Article Text


  1. Zhi Jiang,
  2. Jian an Wang
  1. Department of Cardiology, Second Affiliated Hospital, Zhejiang University College of Medicine, Administration Building, Rm. 1601, 88 Jiefang Road, Hangzhou, Zhejiang Province, P. R. China 310009


    Objectives In the study, we hypothesised menstrual blood stem cells (MBSCs) protect ischaemic myocardium through paracrine effect.

    Methods MBSCs were isolated and expanded from human female menstrual blood. Then we infused the MBSCs intramyocardially in a rat acute myocardial infarction model, and cocultured MBSCs with neonatal rat cardiomyocytes (NRCs).

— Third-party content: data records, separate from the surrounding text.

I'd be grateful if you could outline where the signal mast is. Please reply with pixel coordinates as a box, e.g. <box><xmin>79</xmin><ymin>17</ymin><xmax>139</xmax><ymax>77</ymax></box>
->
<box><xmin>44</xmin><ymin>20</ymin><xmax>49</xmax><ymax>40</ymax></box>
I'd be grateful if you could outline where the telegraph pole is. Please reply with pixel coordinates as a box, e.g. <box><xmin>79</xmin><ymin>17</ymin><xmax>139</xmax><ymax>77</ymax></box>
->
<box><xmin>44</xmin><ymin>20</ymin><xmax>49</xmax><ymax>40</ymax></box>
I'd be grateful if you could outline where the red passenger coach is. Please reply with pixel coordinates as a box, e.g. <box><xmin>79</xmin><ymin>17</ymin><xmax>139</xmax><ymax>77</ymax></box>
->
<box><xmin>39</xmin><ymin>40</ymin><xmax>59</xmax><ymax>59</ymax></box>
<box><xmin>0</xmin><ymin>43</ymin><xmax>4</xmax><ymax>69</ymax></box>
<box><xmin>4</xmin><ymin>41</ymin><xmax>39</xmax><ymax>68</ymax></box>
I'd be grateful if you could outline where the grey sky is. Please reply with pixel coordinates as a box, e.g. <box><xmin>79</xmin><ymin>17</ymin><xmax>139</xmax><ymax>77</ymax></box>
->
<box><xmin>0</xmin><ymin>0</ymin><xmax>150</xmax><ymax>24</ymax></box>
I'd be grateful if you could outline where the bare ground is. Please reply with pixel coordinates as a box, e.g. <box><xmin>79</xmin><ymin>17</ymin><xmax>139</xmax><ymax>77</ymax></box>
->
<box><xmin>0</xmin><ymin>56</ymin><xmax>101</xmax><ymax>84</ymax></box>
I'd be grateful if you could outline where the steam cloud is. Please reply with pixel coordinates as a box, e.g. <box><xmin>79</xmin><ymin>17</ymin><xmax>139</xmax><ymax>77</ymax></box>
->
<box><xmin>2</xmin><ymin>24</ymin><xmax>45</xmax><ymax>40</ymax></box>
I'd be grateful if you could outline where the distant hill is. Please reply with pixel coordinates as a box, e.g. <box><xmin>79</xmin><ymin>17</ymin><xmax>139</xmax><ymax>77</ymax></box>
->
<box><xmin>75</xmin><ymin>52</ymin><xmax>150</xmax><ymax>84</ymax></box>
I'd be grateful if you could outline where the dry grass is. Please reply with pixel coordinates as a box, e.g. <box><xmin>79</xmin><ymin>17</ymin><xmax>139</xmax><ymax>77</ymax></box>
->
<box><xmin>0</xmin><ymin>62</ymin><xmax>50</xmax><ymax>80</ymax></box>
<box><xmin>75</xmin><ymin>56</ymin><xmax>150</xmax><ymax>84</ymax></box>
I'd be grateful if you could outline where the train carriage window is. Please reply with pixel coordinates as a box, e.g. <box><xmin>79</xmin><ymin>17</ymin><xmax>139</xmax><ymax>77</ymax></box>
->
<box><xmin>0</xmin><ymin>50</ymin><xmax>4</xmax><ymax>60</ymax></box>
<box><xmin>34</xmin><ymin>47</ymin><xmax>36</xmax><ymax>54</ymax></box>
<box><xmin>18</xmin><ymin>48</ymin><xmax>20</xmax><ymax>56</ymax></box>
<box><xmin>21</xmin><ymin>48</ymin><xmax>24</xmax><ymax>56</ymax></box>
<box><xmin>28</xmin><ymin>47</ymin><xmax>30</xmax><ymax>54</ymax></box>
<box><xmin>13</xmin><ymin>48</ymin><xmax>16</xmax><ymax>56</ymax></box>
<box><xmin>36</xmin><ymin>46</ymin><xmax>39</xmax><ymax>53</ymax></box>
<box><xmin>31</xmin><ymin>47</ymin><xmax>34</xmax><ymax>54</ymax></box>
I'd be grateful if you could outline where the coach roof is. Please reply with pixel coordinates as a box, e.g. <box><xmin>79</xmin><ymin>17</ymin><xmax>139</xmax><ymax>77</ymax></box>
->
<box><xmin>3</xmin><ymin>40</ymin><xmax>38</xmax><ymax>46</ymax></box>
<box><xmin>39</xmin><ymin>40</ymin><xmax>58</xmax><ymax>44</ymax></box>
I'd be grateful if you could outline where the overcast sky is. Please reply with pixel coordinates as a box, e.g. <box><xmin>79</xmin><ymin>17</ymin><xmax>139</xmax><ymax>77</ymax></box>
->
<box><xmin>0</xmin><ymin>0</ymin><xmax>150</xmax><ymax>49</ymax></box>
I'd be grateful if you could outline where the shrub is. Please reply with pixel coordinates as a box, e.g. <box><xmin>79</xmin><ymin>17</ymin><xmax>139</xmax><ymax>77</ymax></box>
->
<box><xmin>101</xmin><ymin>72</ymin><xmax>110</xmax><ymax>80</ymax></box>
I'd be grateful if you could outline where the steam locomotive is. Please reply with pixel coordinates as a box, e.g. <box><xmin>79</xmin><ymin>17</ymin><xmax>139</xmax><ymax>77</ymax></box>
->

    Results In vitro experiments, the apoptosis ratio of NRCs underwent hypoxia/reoxygenation in coculture group was lower than the control group (8.95±1.32% vs 18.42±1.80%, p<0.01), and intracellular ROS generation was also lower (change fold, 27.8±4.1% vs 80.0±12.7%, p<0.01). The medium of normoxia and hypoxia cultured MBSCs was determined the secreted EGF, VEGF and TGF-β (559±21, 0, 635±59 ng/ml in normoxia culture respectively, 582±19, 198±6, 664±102 ng/ml in hypoxia culture respectively). The RNA was also extracted and reverse transcriptional PCR showed that MBSCs expressed multiple cytokines. The MBSCs were transplanted intramyocardially after ligation of the left anterior descending (LAD) in rats. After 48 h, less apoptotic cardiomyocytes were detected in the transplant group (infarct, 54.24±2.10% vs 67.97±3.28%, p<0.01; peri-infarct, 6.93±1.05% vs 11.88±1.47%, p<0.05) and western blot showed higher level of AKT phosphorylation and upregulation of BAX, as well as the decreased expression of cleaved caspase 9. 4 weeks later, 18-fluorodeoxyglucose microPET images indicated more viable cardiomyocytes in the scar area of transplant group than those of saline group (0.357±0.067 vs 0.275±0.053, p<0.01 in transverse section, 0.333±0.046 vs 0.267±0.045, p<0.01 in coronal section). The infarct size of transplant group was less than saline group in Masson's trichrome stain (33.6±2.9% vs 41.6±4.9%, p<0.05). Immunofluorescence of the peri-infarct and infarct region by vWF and α-SMA staining showed obviously higher vessel density in the transplant group (vWF positive microvessels, 186±16/field vs 118±12/field, p<0.05; α-SMA positive arteriole, 35±7/field vs 21±6/field, p<0.05). Few differentiation of MBSCs toward endotheliocyte, smooth muscle cell and cardiomyocytes were found and no specific immune cell infiltration were observed around the MBSCs in vivo.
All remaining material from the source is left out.